Applying the proposed CORDIC-based activation functions to three typical RNN models (LSTM, Bidirectional LSTM, and GRU) showed that the inference accuracy loss remained below 2%. This exceeds the performance of traditional methods, which require higher numbers of iterations to achieve comparable accuracy.

Hardware Resource Utilization and Speed

In terms of resource consumption, the proposed architecture reuses iterative modules. While using similar logic resources as the traditional CORDIC implementation, this design reduces activation function computation latency by 50% and achieves an approximate twofold acceleration for full model inference.

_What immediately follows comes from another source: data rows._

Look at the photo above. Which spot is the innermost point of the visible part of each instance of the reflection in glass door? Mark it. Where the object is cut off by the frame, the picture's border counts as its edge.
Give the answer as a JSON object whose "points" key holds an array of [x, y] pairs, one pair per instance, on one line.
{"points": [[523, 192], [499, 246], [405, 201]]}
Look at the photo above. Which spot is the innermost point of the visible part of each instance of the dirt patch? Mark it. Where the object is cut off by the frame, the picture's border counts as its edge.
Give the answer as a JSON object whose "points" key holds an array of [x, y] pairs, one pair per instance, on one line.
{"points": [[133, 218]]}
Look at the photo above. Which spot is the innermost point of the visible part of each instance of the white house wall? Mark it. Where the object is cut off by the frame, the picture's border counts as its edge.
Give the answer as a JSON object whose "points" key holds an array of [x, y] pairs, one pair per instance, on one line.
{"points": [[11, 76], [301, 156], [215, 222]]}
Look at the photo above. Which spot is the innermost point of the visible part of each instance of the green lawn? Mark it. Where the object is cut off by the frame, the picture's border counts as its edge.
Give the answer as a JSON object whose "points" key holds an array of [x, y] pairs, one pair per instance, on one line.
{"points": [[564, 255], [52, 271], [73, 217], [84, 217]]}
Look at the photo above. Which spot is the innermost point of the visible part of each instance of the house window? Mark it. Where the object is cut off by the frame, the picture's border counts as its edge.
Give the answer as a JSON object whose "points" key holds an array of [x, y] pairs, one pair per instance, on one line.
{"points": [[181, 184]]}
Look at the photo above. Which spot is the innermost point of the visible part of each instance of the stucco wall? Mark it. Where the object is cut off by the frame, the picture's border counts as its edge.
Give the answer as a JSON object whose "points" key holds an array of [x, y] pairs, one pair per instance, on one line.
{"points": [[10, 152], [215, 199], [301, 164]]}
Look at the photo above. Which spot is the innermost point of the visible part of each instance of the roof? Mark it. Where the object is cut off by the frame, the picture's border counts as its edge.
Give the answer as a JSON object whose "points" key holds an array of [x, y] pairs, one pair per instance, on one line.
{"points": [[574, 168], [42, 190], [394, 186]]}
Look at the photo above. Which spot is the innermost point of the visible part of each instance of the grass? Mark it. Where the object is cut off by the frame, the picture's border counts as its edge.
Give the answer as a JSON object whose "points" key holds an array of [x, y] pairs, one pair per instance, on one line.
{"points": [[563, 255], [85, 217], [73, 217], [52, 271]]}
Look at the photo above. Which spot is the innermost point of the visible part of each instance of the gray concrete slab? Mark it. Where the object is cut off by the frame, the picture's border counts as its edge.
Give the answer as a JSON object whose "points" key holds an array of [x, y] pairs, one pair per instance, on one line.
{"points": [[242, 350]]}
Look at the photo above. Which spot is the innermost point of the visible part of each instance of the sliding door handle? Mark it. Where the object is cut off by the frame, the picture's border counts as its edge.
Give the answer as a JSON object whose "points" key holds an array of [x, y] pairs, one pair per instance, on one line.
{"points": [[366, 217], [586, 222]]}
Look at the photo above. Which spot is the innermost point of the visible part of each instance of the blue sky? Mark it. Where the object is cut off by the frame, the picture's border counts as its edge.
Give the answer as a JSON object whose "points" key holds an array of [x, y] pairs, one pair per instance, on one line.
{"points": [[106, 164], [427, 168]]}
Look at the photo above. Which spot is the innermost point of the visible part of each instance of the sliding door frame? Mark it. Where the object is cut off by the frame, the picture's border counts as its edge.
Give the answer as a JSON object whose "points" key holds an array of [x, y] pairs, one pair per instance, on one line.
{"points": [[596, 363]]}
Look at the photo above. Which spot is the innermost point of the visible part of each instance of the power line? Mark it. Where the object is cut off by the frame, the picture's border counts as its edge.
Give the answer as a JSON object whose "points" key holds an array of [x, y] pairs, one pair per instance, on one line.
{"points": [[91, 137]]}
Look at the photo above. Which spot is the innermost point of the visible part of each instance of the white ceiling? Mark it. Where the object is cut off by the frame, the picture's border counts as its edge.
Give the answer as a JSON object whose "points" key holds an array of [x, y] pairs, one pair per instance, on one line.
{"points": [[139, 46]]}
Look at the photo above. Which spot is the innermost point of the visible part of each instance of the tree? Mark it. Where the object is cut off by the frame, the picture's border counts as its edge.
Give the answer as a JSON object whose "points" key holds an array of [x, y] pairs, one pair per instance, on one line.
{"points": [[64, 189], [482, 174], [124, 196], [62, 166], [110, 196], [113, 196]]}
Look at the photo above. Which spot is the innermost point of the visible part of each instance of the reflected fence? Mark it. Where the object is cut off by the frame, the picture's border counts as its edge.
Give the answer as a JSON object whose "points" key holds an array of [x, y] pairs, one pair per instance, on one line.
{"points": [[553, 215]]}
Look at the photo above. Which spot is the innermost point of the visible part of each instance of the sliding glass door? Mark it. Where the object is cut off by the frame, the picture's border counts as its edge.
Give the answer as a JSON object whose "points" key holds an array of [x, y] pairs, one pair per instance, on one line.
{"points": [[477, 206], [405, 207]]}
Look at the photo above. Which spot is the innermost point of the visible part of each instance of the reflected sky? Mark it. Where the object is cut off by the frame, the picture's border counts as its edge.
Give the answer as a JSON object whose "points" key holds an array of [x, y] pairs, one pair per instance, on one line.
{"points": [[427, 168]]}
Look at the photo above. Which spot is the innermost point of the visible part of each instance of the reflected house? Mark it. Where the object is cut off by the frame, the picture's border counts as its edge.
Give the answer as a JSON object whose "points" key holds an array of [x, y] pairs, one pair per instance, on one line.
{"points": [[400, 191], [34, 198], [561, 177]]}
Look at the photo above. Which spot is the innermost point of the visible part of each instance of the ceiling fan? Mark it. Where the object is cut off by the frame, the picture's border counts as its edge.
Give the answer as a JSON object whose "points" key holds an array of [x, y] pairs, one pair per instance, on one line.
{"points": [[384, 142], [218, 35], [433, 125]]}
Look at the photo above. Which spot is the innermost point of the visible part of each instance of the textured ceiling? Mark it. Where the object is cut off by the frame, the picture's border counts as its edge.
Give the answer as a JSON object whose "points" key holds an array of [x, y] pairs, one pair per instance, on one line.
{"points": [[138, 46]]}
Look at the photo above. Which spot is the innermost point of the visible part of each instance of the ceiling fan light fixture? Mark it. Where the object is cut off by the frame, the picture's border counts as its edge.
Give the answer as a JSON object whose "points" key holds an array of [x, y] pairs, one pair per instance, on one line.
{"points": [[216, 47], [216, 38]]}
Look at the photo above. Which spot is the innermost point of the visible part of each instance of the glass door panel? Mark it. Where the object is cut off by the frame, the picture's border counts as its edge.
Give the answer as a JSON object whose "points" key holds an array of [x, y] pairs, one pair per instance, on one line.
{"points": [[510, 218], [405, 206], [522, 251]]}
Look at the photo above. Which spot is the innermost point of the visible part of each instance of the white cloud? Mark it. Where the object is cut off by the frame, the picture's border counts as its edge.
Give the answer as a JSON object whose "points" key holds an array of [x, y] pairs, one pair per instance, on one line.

Research Conclusion and Significance

The proposed CORDIC activation function implementation method not only maintains RNN inference accuracy but also significantly enhances inference speed while reducing hardware resource consumption. By providing a unified and configurable hardware architecture, this approach addresses the challenges of supporting multiple activation functions simultaneously, making it especially suitable for edge devices with strict real-time and resource constraints.

Highlights of the Study

  1. Innovative Improvements: The integration of the greedy algorithm with the CORDIC method introduces significant advancements in approximation precision and convergence speed.
  2. Unified Design: The unified and multi-functional hardware architecture enables efficient computation of tanh, sigmoid, and arctan functions.
  3. Hardware Applicability: Demonstrates higher resource efficiency and computational performance compared to traditional lookup-table and polynomial fitting methods during FPGA implementation.

Potential Application Value

This technological breakthrough not only enhances the applicability of RNNs in real-time scenarios but also provides new insights into deploying deep learning models on edge computing platforms. In the future, the research team plans to implement this design on more advanced hardware platforms, such as AMD Versal SoCs, aiming to further enhance hardware security and computational performance.